PhD Defense by Kasper Skjold Tølløse

Title: Prediction of Atmospheric Dispersion on All Scales for Emergency Preparedness

Abstract:
Long-range atmospheric dispersion modelling is carried out at the Danish Meteorological Institute (DMI) to predict concentration and deposition fields of various kinds of hazardous matter such as radioactive gasses and particles, toxic chemicals and smoke, aerosols containing infectious germs, and volcanic ash particles.

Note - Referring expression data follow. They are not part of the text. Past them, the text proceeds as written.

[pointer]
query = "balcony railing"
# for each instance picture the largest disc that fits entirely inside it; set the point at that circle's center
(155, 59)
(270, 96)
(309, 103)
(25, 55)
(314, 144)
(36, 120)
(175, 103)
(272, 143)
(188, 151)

These simulations are provided as a service to the responsible Danish authorities, thereby enabling early warnings and facilitating the implementation of optimal countermeasures in different emergency situations. The atmospheric dispersion is modelled by using the Danish Emergency Response Model of the Atmosphere (DERMA), which is a Lagrangian puff model designed specifically for long-range dispersion modelling. However, to extend this capability to a shorter range (up to about 50 km from the source), reformulations of essential parts of the model are required. In this PhD thesis, a new hybrid particle-puff approach is developed and implemented in DERMA, enabling the model to simulate short-range atmospheric dispersion more accurately. This new description of turbulent diffusion is evaluated against data from three different tracer experiments to validate both the short-range and long-range capabilities of the model.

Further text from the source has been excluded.